Remember the idea of compound scaling introduced in EfficientNets? The authors used the same compound scaling technique to scale up EfficientNet-L1 to obtain EfficientNet-L2. EfficientNet-L2 is so large in terms of model size that the training time is ~5x the training time of EfficientNet-B7.

Training details

There is nothing much in the training details. Although the authors used a batch size of 2048 for training, they found out that the performance is the same when a batch size of 512, 1024 or 2048 is used. When the student model is larger than EfficientNet-B4, including EfficientNet-L0, l1, and L2, it is trained for 350 epochs and 700 epochs otherwise. The labeled and unlabeled datasets are concatenated and average cross-entropy loss is used.

Iterative Training

The best model is a result of iterative training. How is it performed?

The accuracy of EfficientNet-B7 is first improved by using it as both as a teacher model as well as a student model.
The improved EfficientNet-B7 is now used as a teacher and EfficientNet-L0 is used as a student model.
EfficientNet-L0 is now used as the teacher while EfficientNet-L1, which is wider than L0, is used as a student model.
EfficientNet-L1 is now used as a teacher and EfficientNet-L2, which is the largest model, is used as a student.
Efficient-L2 is now both used as a teacher as well as a student model.

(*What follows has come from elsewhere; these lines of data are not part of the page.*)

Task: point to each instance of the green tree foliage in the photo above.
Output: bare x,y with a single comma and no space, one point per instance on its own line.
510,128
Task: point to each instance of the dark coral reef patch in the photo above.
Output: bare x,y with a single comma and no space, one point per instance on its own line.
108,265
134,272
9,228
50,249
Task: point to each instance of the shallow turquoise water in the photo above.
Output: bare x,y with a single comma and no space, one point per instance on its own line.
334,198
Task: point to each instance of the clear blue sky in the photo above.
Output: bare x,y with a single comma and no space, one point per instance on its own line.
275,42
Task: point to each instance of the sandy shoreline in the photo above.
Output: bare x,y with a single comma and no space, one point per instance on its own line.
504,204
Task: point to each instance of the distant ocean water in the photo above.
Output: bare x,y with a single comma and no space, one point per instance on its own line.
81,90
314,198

Very well! Can we see some of the results as well?

Results

Hmm..the results are interesting but I have a counter-argument. You are increasing the capacity of models, and you are providing the models with more data as well to learn better. I doubt that adding “noise” to the student might not be necessary in this case. Did the authors confirm this by any chance?

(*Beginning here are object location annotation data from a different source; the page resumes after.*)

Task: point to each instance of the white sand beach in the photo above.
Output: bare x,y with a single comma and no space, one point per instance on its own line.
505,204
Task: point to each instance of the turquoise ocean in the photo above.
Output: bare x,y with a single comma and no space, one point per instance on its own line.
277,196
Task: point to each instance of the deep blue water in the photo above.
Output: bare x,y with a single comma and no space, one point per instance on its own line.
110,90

That’s a very good question. The authors also carried out two different experiments in the same regard. Before we jump into that, let’s take a step back and think about the situation when the same model is used both as a teacher as well as a student. As the pseudo labels were generated using the same teacher model, a reasonable assumption is that the cross-entropy loss for the student model on the unlabeled data would be zero in this case. The training signal would vanish and the student model would eventually end up learning nothing new. This is where the noise hypothesis again kicks in. Noising the student ensures that the task is much harder for the student and it doesn’t merely learn the teacher’s knowledge.

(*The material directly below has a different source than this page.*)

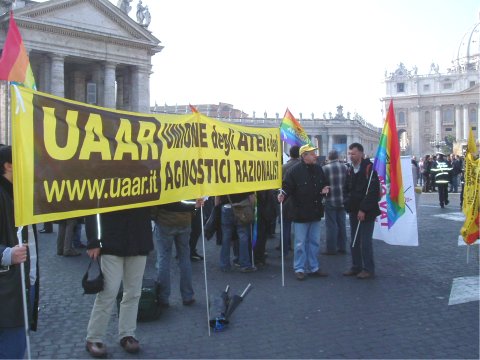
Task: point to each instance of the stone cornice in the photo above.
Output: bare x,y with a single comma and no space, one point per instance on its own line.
93,36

Investigating further, the authors carried out two experiments on two unlabeled datasets of different sizes. In both the cases, the noise is gradually removed for the unlabeled images, while keeping it for the labeled images so that we can isolate the influence of noise on unlabeled data as well as prevent overfitting on labeled data. Here are the results:

We can see that as the noise is removed, the performance of the model drops consistently.

Conclusion

Overall this is a really good paper. Not only it shows that there is much to explore in self-training, it once again proves the importance of augmentation, dropout, and stochastic depth. There is only one thing that I didn’t like about this paper and I quote, from the paper itself:

“Our largest model, EfficientNet-L2, needs to be trained for 3.5 days on a Cloud TPU v3 Pod, which has 2048 cores.”

Given the amount of compute used for this, I think that many people won’t be able to replicate and tweak it for further experimentation.

I hope you enjoyed reading this summary!